New study reveals that cultural and creative industries could hold the key to rebuilding Europe’s battered economy
- Employed more than twice as many people as telecommunications and automotive industries combined
- Were growing faster than the EU average
- Represented 4.4% of EU GDP
CCIs are much more than “just another sector to get out of the crisis”: they are a significant part of Europe’ solution for this crisis, at a time when we need political unity, a powerful economic stimulus, and social regeneration.
A new EY study unveils the vast contribution cultural and creative industries (CCIs) make to the EU economy and outlines the role they should play in Europe’s recovery.
The study, called “Rebuilding Europe: The cultural and creative economy before and after COVID-19”, captures the figures behind Europe’s thriving CCIs before the pandemic, and the staggering effects of venue closures and social distancing measures.
A THRIVING ECONOMY
In 2019, the CCIs represented 4.4% of EU GDP, with an annual turnover of €643billion and a total added value of €253 billion. CCIs were also one of Europe’s leading jobs providers, employing more than 7.6 million people, more than eight times the telecommunications industry.

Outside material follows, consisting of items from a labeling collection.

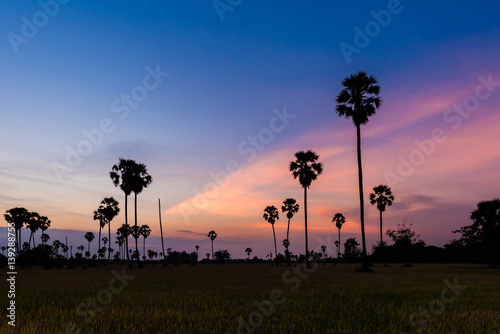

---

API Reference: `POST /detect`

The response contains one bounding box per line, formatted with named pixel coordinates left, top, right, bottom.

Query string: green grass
left=1, top=264, right=500, bottom=333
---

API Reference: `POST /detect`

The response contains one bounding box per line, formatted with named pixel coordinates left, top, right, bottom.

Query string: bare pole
left=158, top=198, right=167, bottom=264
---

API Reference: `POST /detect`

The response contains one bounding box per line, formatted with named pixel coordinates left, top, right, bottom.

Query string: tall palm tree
left=245, top=247, right=253, bottom=263
left=332, top=212, right=346, bottom=257
left=26, top=212, right=40, bottom=247
left=109, top=158, right=135, bottom=268
left=336, top=71, right=382, bottom=271
left=262, top=205, right=280, bottom=258
left=85, top=232, right=95, bottom=253
left=370, top=184, right=394, bottom=247
left=207, top=231, right=217, bottom=261
left=290, top=150, right=323, bottom=258
left=38, top=216, right=51, bottom=244
left=94, top=197, right=120, bottom=264
left=4, top=208, right=30, bottom=252
left=139, top=225, right=151, bottom=258
left=130, top=161, right=153, bottom=263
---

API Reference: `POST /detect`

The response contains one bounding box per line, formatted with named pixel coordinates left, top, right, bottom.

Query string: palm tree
left=207, top=231, right=217, bottom=260
left=38, top=216, right=51, bottom=244
left=139, top=225, right=151, bottom=258
left=370, top=184, right=394, bottom=247
left=85, top=232, right=95, bottom=253
left=130, top=160, right=153, bottom=265
left=245, top=247, right=253, bottom=263
left=336, top=71, right=382, bottom=271
left=109, top=158, right=135, bottom=268
left=332, top=212, right=346, bottom=258
left=262, top=205, right=280, bottom=262
left=94, top=197, right=120, bottom=265
left=4, top=208, right=30, bottom=252
left=290, top=150, right=323, bottom=258
left=26, top=212, right=40, bottom=247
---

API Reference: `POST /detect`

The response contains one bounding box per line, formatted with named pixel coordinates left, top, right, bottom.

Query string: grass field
left=1, top=264, right=500, bottom=333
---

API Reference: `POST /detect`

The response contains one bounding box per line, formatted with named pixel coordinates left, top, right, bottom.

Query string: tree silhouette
left=207, top=231, right=217, bottom=261
left=290, top=150, right=323, bottom=258
left=370, top=184, right=394, bottom=266
left=245, top=247, right=253, bottom=263
left=332, top=212, right=346, bottom=257
left=139, top=225, right=151, bottom=258
left=4, top=208, right=31, bottom=252
left=85, top=232, right=95, bottom=253
left=26, top=212, right=40, bottom=247
left=336, top=71, right=382, bottom=271
left=130, top=161, right=153, bottom=266
left=263, top=205, right=280, bottom=262
left=453, top=198, right=500, bottom=268
left=94, top=197, right=120, bottom=265
left=109, top=158, right=135, bottom=268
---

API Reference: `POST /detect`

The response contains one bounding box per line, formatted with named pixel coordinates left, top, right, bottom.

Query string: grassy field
left=0, top=264, right=500, bottom=333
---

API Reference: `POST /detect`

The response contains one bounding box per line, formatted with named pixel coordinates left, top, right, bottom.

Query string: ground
left=0, top=264, right=500, bottom=334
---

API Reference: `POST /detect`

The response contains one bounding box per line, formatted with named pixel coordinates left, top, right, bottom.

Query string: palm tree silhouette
left=245, top=247, right=253, bottom=263
left=207, top=231, right=217, bottom=261
left=290, top=150, right=323, bottom=259
left=94, top=197, right=120, bottom=265
left=4, top=208, right=30, bottom=252
left=263, top=205, right=280, bottom=257
left=336, top=71, right=382, bottom=271
left=370, top=184, right=394, bottom=247
left=332, top=213, right=346, bottom=258
left=109, top=158, right=135, bottom=268
left=139, top=225, right=151, bottom=258
left=26, top=212, right=40, bottom=247
left=130, top=160, right=153, bottom=266
left=85, top=232, right=95, bottom=253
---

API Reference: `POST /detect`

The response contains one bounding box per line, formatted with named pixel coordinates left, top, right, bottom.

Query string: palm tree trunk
left=356, top=124, right=369, bottom=271
left=158, top=198, right=167, bottom=266
left=271, top=224, right=278, bottom=262
left=125, top=193, right=132, bottom=269
left=304, top=187, right=309, bottom=259
left=134, top=193, right=141, bottom=267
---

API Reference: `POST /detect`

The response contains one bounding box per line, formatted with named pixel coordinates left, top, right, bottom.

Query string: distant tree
left=4, top=208, right=31, bottom=252
left=370, top=184, right=394, bottom=266
left=245, top=247, right=253, bottom=263
left=336, top=71, right=382, bottom=271
left=387, top=219, right=423, bottom=267
left=344, top=238, right=361, bottom=262
left=281, top=198, right=299, bottom=264
left=453, top=198, right=500, bottom=268
left=207, top=231, right=217, bottom=260
left=85, top=232, right=95, bottom=253
left=262, top=205, right=280, bottom=262
left=332, top=212, right=346, bottom=257
left=287, top=150, right=323, bottom=258
left=139, top=225, right=151, bottom=258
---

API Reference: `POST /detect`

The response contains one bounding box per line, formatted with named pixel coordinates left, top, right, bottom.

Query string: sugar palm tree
left=85, top=232, right=95, bottom=253
left=207, top=231, right=217, bottom=260
left=370, top=184, right=394, bottom=247
left=290, top=150, right=323, bottom=258
left=94, top=197, right=120, bottom=264
left=245, top=247, right=253, bottom=263
left=332, top=212, right=346, bottom=257
left=130, top=161, right=153, bottom=261
left=139, top=225, right=151, bottom=257
left=4, top=208, right=30, bottom=252
left=109, top=158, right=135, bottom=268
left=262, top=205, right=280, bottom=257
left=336, top=71, right=382, bottom=271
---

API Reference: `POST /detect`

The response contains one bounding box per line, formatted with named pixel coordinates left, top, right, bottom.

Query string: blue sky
left=0, top=0, right=500, bottom=257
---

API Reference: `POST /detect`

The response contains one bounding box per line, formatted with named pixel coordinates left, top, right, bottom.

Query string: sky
left=0, top=0, right=500, bottom=258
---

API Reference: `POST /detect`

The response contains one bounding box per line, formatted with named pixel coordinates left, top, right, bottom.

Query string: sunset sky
left=0, top=0, right=500, bottom=258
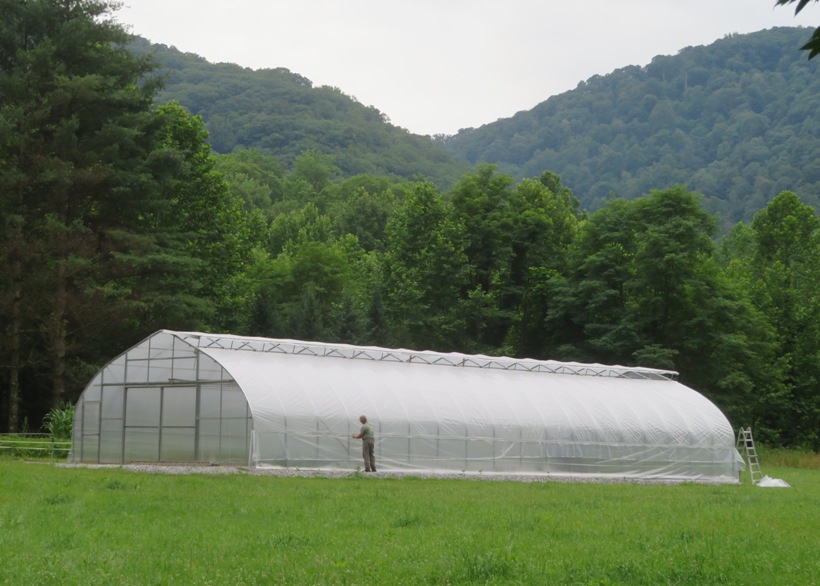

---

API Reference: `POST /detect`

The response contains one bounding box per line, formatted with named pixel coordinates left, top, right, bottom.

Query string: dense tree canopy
left=0, top=0, right=820, bottom=449
left=0, top=0, right=253, bottom=430
left=777, top=0, right=820, bottom=59
left=444, top=28, right=820, bottom=229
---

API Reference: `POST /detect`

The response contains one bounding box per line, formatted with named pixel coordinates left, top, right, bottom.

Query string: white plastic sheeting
left=74, top=331, right=741, bottom=482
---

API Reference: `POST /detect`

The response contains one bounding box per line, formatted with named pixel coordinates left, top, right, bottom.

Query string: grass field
left=0, top=459, right=820, bottom=586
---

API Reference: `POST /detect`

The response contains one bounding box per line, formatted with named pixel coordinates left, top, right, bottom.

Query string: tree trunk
left=51, top=259, right=67, bottom=407
left=8, top=260, right=23, bottom=433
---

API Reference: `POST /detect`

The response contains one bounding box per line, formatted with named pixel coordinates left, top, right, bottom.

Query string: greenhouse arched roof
left=72, top=330, right=740, bottom=482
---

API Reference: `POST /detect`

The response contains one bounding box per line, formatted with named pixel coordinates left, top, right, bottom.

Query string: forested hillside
left=132, top=40, right=468, bottom=186
left=444, top=28, right=820, bottom=227
left=0, top=0, right=820, bottom=449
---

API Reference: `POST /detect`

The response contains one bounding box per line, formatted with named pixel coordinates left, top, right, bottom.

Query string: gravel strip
left=57, top=464, right=724, bottom=485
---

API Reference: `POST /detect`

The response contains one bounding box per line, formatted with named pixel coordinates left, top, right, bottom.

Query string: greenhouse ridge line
left=173, top=330, right=678, bottom=380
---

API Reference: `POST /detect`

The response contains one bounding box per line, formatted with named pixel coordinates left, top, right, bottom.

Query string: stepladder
left=737, top=427, right=763, bottom=484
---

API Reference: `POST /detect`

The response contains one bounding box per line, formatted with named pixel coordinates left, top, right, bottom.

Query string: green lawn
left=0, top=459, right=820, bottom=586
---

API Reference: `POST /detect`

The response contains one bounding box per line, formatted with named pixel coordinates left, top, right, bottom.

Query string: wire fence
left=0, top=433, right=71, bottom=459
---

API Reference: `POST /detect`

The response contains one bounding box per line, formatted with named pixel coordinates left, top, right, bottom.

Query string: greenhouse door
left=123, top=385, right=196, bottom=462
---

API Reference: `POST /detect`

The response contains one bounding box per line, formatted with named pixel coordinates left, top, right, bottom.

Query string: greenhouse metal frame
left=70, top=330, right=742, bottom=482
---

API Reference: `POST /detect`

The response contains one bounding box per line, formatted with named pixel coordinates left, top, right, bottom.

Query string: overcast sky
left=116, top=0, right=820, bottom=134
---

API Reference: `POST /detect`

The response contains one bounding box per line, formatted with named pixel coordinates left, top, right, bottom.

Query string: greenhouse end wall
left=72, top=331, right=741, bottom=482
left=70, top=332, right=251, bottom=465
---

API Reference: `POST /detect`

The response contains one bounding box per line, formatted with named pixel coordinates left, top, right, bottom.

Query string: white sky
left=116, top=0, right=820, bottom=134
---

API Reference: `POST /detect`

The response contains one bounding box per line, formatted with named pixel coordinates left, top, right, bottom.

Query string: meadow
left=0, top=458, right=820, bottom=586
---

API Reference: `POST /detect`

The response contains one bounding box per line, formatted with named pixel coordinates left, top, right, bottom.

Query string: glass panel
left=148, top=358, right=174, bottom=384
left=83, top=400, right=100, bottom=434
left=125, top=358, right=148, bottom=384
left=199, top=354, right=230, bottom=380
left=222, top=385, right=248, bottom=418
left=197, top=419, right=219, bottom=463
left=174, top=336, right=197, bottom=358
left=173, top=356, right=196, bottom=382
left=162, top=387, right=196, bottom=427
left=199, top=385, right=222, bottom=418
left=125, top=387, right=160, bottom=427
left=151, top=334, right=174, bottom=358
left=100, top=419, right=122, bottom=464
left=102, top=387, right=125, bottom=419
left=78, top=434, right=100, bottom=464
left=128, top=340, right=151, bottom=360
left=125, top=427, right=159, bottom=462
left=160, top=427, right=195, bottom=462
left=220, top=419, right=248, bottom=463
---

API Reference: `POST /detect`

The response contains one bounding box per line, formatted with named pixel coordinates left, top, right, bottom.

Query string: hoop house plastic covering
left=70, top=330, right=741, bottom=482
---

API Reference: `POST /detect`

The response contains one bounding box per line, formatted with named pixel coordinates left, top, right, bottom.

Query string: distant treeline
left=0, top=0, right=820, bottom=449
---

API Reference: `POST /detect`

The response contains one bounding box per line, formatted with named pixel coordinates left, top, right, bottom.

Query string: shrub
left=43, top=403, right=74, bottom=440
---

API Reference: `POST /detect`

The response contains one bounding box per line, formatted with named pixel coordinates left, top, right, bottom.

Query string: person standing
left=353, top=415, right=376, bottom=472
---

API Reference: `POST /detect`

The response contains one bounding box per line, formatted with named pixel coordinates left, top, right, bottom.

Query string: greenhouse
left=70, top=330, right=742, bottom=482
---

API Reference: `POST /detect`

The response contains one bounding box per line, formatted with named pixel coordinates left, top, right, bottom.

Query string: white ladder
left=737, top=427, right=763, bottom=484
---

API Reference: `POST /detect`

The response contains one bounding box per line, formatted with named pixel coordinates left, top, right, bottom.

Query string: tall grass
left=0, top=460, right=820, bottom=586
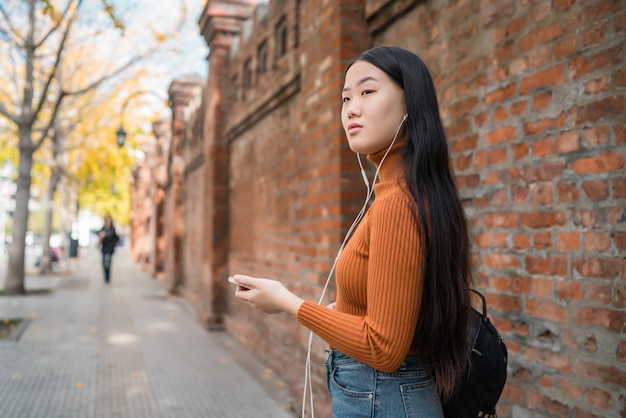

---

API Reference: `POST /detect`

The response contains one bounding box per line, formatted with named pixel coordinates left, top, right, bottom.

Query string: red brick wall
left=141, top=0, right=626, bottom=417
left=179, top=87, right=206, bottom=310
left=364, top=0, right=626, bottom=417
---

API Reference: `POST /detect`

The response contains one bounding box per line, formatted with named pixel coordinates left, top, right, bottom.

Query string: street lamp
left=115, top=90, right=171, bottom=148
left=115, top=125, right=126, bottom=148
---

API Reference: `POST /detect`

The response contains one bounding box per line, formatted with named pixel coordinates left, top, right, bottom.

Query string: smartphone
left=228, top=276, right=250, bottom=289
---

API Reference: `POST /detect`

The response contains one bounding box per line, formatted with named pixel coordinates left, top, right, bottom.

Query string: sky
left=120, top=0, right=209, bottom=108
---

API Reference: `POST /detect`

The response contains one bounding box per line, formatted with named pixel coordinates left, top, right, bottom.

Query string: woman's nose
left=346, top=100, right=361, bottom=119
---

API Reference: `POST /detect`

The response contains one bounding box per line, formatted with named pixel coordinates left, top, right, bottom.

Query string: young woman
left=234, top=47, right=471, bottom=418
left=98, top=215, right=120, bottom=284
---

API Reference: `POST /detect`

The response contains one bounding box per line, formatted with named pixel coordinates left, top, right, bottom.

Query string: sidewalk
left=0, top=249, right=296, bottom=418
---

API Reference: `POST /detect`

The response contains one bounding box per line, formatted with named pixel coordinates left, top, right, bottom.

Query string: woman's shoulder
left=372, top=182, right=416, bottom=212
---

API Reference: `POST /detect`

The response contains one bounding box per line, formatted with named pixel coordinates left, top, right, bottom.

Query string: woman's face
left=341, top=61, right=406, bottom=154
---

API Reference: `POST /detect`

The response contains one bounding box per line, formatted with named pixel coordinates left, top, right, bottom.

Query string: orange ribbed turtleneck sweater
left=298, top=143, right=423, bottom=372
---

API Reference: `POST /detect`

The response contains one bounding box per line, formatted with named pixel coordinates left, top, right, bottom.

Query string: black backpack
left=443, top=289, right=508, bottom=418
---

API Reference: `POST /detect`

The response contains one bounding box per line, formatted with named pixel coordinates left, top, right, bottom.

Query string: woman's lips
left=348, top=123, right=363, bottom=134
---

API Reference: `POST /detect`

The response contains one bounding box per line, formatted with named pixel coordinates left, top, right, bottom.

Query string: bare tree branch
left=35, top=91, right=65, bottom=149
left=0, top=3, right=24, bottom=45
left=0, top=103, right=20, bottom=125
left=35, top=1, right=74, bottom=49
left=31, top=0, right=83, bottom=126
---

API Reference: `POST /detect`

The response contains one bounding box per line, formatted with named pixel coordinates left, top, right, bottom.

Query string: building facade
left=133, top=0, right=626, bottom=417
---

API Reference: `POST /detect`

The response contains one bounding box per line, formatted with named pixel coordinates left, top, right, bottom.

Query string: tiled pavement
left=0, top=249, right=295, bottom=418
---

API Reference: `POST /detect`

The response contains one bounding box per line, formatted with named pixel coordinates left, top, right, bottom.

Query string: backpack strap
left=467, top=289, right=487, bottom=355
left=470, top=289, right=487, bottom=318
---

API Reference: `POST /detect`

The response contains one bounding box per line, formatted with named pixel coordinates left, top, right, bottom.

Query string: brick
left=483, top=212, right=519, bottom=228
left=559, top=379, right=584, bottom=400
left=572, top=308, right=626, bottom=332
left=613, top=179, right=626, bottom=199
left=585, top=75, right=609, bottom=95
left=613, top=68, right=626, bottom=87
left=583, top=231, right=611, bottom=253
left=493, top=107, right=508, bottom=122
left=573, top=257, right=622, bottom=279
left=513, top=234, right=530, bottom=250
left=520, top=64, right=564, bottom=94
left=568, top=45, right=622, bottom=78
left=524, top=113, right=565, bottom=136
left=584, top=335, right=598, bottom=353
left=585, top=283, right=612, bottom=305
left=615, top=341, right=626, bottom=363
left=536, top=374, right=554, bottom=388
left=482, top=253, right=519, bottom=269
left=587, top=388, right=611, bottom=409
left=531, top=183, right=554, bottom=206
left=554, top=36, right=578, bottom=58
left=583, top=126, right=609, bottom=148
left=582, top=22, right=606, bottom=48
left=557, top=231, right=581, bottom=252
left=519, top=22, right=563, bottom=51
left=525, top=300, right=568, bottom=322
left=532, top=136, right=554, bottom=157
left=571, top=151, right=624, bottom=174
left=533, top=231, right=552, bottom=249
left=570, top=96, right=625, bottom=126
left=485, top=126, right=515, bottom=145
left=532, top=277, right=555, bottom=298
left=509, top=100, right=528, bottom=115
left=533, top=92, right=552, bottom=112
left=522, top=211, right=565, bottom=229
left=583, top=180, right=609, bottom=202
left=613, top=126, right=626, bottom=144
left=556, top=131, right=580, bottom=154
left=613, top=231, right=626, bottom=251
left=557, top=182, right=580, bottom=202
left=557, top=282, right=582, bottom=300
left=526, top=347, right=570, bottom=373
left=524, top=255, right=567, bottom=276
left=485, top=294, right=522, bottom=312
left=554, top=0, right=576, bottom=10
left=484, top=83, right=517, bottom=105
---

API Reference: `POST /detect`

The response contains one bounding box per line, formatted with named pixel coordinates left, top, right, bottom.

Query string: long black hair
left=348, top=47, right=472, bottom=401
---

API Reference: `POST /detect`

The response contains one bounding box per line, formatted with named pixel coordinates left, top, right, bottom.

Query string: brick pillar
left=199, top=0, right=253, bottom=329
left=148, top=119, right=172, bottom=279
left=299, top=0, right=371, bottom=306
left=165, top=78, right=202, bottom=294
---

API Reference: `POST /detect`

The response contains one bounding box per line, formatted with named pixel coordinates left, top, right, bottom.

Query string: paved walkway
left=0, top=249, right=296, bottom=418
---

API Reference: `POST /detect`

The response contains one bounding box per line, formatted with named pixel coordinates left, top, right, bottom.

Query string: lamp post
left=115, top=90, right=171, bottom=148
left=115, top=125, right=126, bottom=148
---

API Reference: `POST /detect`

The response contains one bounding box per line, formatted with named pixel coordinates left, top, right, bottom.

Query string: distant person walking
left=98, top=215, right=120, bottom=284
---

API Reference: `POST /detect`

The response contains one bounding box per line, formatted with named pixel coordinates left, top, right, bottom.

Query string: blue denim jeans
left=325, top=350, right=443, bottom=418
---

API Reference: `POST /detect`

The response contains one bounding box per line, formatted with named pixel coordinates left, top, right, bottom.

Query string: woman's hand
left=234, top=274, right=304, bottom=316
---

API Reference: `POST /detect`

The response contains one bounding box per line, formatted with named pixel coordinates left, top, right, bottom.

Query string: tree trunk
left=5, top=127, right=34, bottom=295
left=39, top=167, right=61, bottom=274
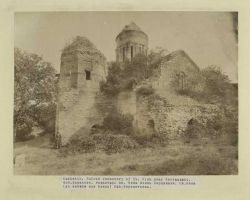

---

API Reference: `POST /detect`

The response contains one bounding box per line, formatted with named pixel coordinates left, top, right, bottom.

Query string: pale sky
left=15, top=11, right=238, bottom=82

CCIs were growing faster (2.6%) than the EU average (2%) and represented a trade surplus of €8.6billion – underlining the EU’s status as a cultural powerhouse in the world economy. The creative economy also came out favourably in terms of technological innovation, gender diversity and employment of young people.
COVID-19
When COVID-19 took hold, the study finds that CCIs were worse hit than the tourism industry and only marginally less impacted than the air transport industry. CCIs as a whole experienced losses of over 30% for 2020, a figure that belies the more than 75% losses experienced in the music industry and 90% in the performing arts sector. Some sectors, such as gaming, showed signs of resilience and even growth.
THE REBUILD
Considering CCIs’ key contribution to the overall economy, EY concludes that the creative sector should be central to Europe’s recovery efforts and recommends a three-pronged approach: ‘finance, empower, leverage’. They recommend massive public financing and the promotion of private investment, a solid legal framework to create the conditions needed to revitalise the creative economy and safeguard its long-term growth, and leveraging the soft power of CCIs and individual creative talent to drive societal progress.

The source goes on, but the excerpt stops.